Meanwhile, London police on Saturday charged suspected July 21 bomber Yassin Hassan Omar with conspiracy to murder passengers on the London transport system and possession of an explosive substance. Omar, 24, who was arrested in Birmingham on July 26, is the first of the four suspected bombers to be charged in Britain.
Britain's chief legal official, Lord Chancellor Charles Falconer, said the deadly attacks in London on July 7 showed the government must act against people "who are encouraging young men who are becoming suicide bombers."
"I think there is a very widespread sense in the country subsequent to July 7 that things have changed. A new balance needs to be struck. It needs to be a lawful balance but it needs to be an effective balance," he told British Broadcasting Corp. radio.
A British Muslim group called the Islamic Forum Europe warned the measures could jeopardize national unity in Britain.
"If these proposed measures are allowed to see the light of day, they will increase tensions and alienate communities. The measures are counterproductive and will encourage more radicalization," said forum President Musleh Faradhi. "Many Muslims will perceive our prime minister as playing into the hands of the terrorists."
He also criticized the government's plans to ban Hizb ut-Tahrir, a radical Islamic group that calls for the formation of an Islamic caliphate and is banned in several countries in Central Asia. Supporters insist it is a nonviolent group persecuted by corrupt governments.
On Friday, the prime minister announced proposals to deport foreign nationals who glorify acts of terror, bar radicals from entering Britain, close down mosques linked to extremism, ban certain Islamic groups and, if necessary, amend human rights laws.
"Proscribing it will be counterproductive," said Faradhi. "It will give a green light to despotic leaders in the Muslim world to silence political dissenters."
Clerics who preach hate and Web sites or book shops that sponsor violence would be targeted. Foreign nationals could be deported under the new measures.
Since the bombings on three subway trains and a bus, which killed 52 people and four suspected suicide attackers, Blair's government has been trying to build support among political opponents and Muslim leaders for new anti-terrorism legislation.
But the government's new plans appear to have cracked the spirit of consensus.
Liberal Democrat leader Charles Kennedy warned the measures could alienate the law abiding majority of Britain's 1.8 million Muslims and inflame tensions.
"A fundamental duty, a responsibility on all of us, whether government or nongovernment, is to uphold the rule of law and the safety of the citizen," he said. "But alongside that, of course, is to uphold civil liberties and the right to free speech. It is getting that balance right that will be very important ...," he told BBC radio.
The announcement came a day afterblamed Blair for the London bombings and warned that more destruction lay ahead for Britain and the United States.
Blair said his government was prepared to amend human rights legislation if necessary if legal challenges arose from the new deportation measures.

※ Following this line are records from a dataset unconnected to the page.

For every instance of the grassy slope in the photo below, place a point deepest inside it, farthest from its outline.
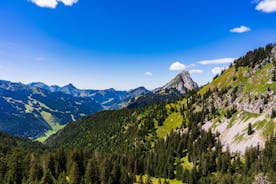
(173, 121)
(155, 180)
(257, 83)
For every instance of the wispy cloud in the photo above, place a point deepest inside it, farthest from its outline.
(267, 6)
(40, 59)
(53, 3)
(148, 74)
(176, 66)
(217, 61)
(241, 29)
(217, 70)
(195, 71)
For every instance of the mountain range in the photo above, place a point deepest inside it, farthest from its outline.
(37, 110)
(222, 132)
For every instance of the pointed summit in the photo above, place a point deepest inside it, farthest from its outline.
(182, 83)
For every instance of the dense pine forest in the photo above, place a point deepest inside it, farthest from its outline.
(141, 145)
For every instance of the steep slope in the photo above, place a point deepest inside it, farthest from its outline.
(241, 95)
(33, 112)
(170, 141)
(179, 86)
(244, 96)
(108, 99)
(183, 83)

"Let no one be in any doubt that the rules of the games are changing," Blair said, promising to crack down on extremists blamed for radicalizing pockets of Muslim youth.
By the year's end, Blair wants to pass legislation that would outlaw "indirect incitement" of terrorism — targeting extremist Islamic clerics who glorify acts of terrorism and seduce impressionable Muslim youth.
The law would ban receiving training in terrorist techniques in Britain or abroad. A new offense of "acts preparatory to terrorism" would outlaw planning an attack and activities such as acquiring bomb-making instructions on the Internet.
Blair said his government would hold a short, one-month consultation on new grounds for excluding and deporting people from the United Kingdom.
"The Muslim community have been and are our partners in this endeavor," said Blair, who has appealed to community leaders to help roots out extremists in their midst.
On Thursday, Al-Jazeera television broadcast a tape by Ayman al-Zawahri, al Qaeda's No. 2 leader, in which he blamed the London attacks on Blair's decision to deploy and keep troops in Iraq. Britain maintains 8,500 forces mainly in southern Iraq.
"Blair has brought to you destruction in central London, and he will bring more of that, God willing," al-Zawahri said in the tape, which was excerpted by the pan-Arab satellite channel.
Al-Zawahri also promised tens of thousands of U.S. casualties in Iraq, and renewed threats against other countries with troops in Iraq and Afghanistan, claiming they had shunned Osama bin Laden's offer last year of a truce if they left the battleground.
"What you have seen in New York and Washington, you Americans, and the losses you see in Afghanistan and Iraq — despite all the media blackout are merely the losses from the initial clashes," he said.
"If you go on with the same policy of aggression against Muslims, you will see, God willing, what will make you forget the horrible things in Vietnam," he said.
In London, a sea of 6,000 police flooded the streets and the Underground,
Officials stressed there was no specific intelligence of a third attack, but undercover police were mingling with passengers, and officers were armed with machine guns and pistols. Police helicopters hovered above while traffic was heavier than normal.